Mustafa Kamel Mustafa testified for a third day in Manhattan federal court. He has pleaded not guilty to charges that he conspired to support terrorism by helping the hostage takers, by later trying to create a training camp in Oregon and by arranging for men to attend al-Qaida training camps in Afghanistan. If convicted, he would likely face life in prison.
The 55-year-old Mustafa has said he supplied a satellite phone to the men but was angry when he learned they had taken 16 people hostage.
“I felt betrayed,” he said, recalling a conversation he had while he was in London. “I was a bit angry.”
He said one of the hostage takers tried to calm him.

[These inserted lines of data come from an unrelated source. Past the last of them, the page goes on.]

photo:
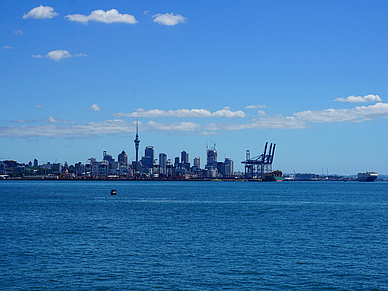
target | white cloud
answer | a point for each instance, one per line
(357, 114)
(18, 32)
(257, 106)
(41, 12)
(277, 122)
(169, 19)
(83, 130)
(359, 99)
(62, 128)
(181, 126)
(109, 16)
(140, 112)
(58, 120)
(95, 107)
(208, 133)
(57, 55)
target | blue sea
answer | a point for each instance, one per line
(68, 235)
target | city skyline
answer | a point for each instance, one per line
(310, 77)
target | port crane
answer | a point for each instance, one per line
(258, 166)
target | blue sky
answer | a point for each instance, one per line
(309, 76)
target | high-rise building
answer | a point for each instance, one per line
(185, 161)
(176, 162)
(211, 155)
(149, 157)
(163, 162)
(229, 167)
(184, 157)
(197, 163)
(123, 159)
(107, 157)
(137, 142)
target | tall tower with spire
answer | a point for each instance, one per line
(137, 143)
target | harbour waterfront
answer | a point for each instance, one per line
(58, 235)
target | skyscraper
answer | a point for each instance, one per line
(211, 155)
(229, 167)
(136, 166)
(184, 157)
(123, 159)
(185, 160)
(197, 163)
(163, 162)
(149, 157)
(137, 142)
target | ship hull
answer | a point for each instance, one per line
(367, 177)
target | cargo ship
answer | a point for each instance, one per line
(275, 176)
(367, 177)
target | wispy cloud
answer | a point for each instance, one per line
(41, 12)
(108, 17)
(18, 32)
(95, 107)
(62, 128)
(58, 120)
(276, 122)
(357, 114)
(257, 106)
(83, 130)
(360, 99)
(195, 113)
(169, 19)
(58, 55)
(181, 126)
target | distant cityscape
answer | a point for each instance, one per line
(149, 168)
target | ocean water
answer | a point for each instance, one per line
(58, 235)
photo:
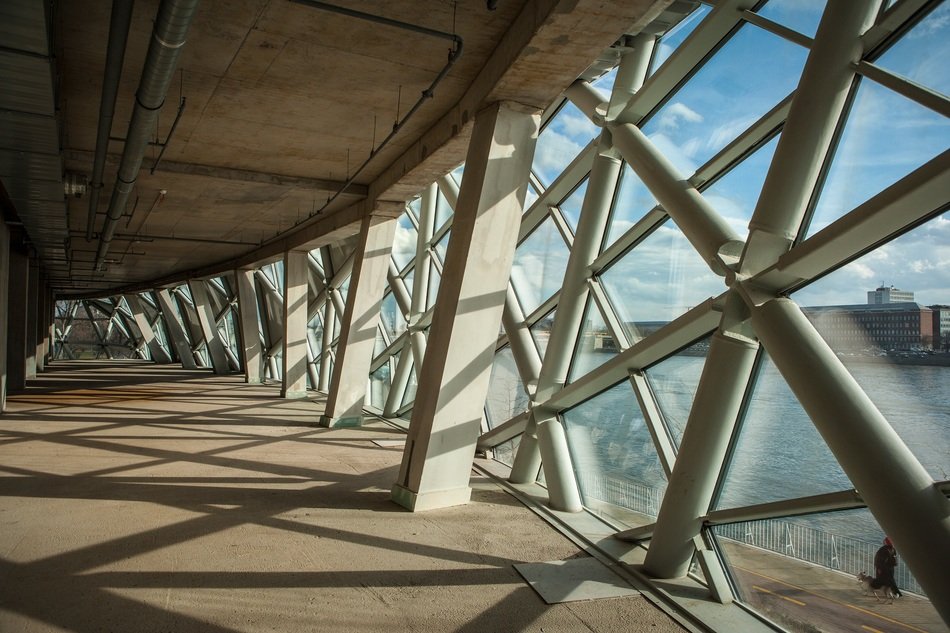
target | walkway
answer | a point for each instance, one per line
(135, 497)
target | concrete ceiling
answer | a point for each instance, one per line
(283, 104)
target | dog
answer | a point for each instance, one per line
(872, 586)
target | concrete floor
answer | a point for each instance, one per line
(143, 498)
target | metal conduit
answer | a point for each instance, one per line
(428, 93)
(115, 56)
(168, 38)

“He said: ’Don’t panic. These things happen every day in Yemen,’” he recalled of one of his conversations with the kidnappers. He said his offer to go to Yemen and negotiate was refused.
Mustafa said he had urged the captors to let the hostages call their embassies and families and tell them: “We are good. We are looked after.”
He added: “I tried to explain to him these people can be your mouthpiece.”
He said he worried that the Yemen government would “act stupidly” and cause deaths. Four hostages died.
Yemen military troops rescued the European tourists about 24 hours after they were first overrun as their vehicles traveled between cities in late December 1998.
In his conversations with hostage takers, Mustafa said, he promised to pay for extra minutes on the satellite phone and charged $500 on a credit card to do so.
After the hostage taking ended, he reported that the satellite phone had been stolen and tried unsuccessfully to get the money back.
Two of the ex-hostages testified last week, including a woman who recorded an interview with Mustafa at his mosque as she worked on a book about her ordeal.
Mustafa was extradited in 2012 from England, where he turned London’s Finsbury Park Mosque in the 1990s into a training ground for Islamic extremists, attracting men including Sept. 11 conspirator Zacarias Moussaoui and shoe bomber Richard Reid.
Before defense lawyer Joshua Dratel completed his questioning of his client Monday, he asked Mustafa again if he had conspired to do any of the things that prosecutors have said he did. As he had at the outset of his testimony last Wednesday, he denied doing so.
Prosecutors were to begin cross examination on Tuesday, with closings likely to follow Wednesday.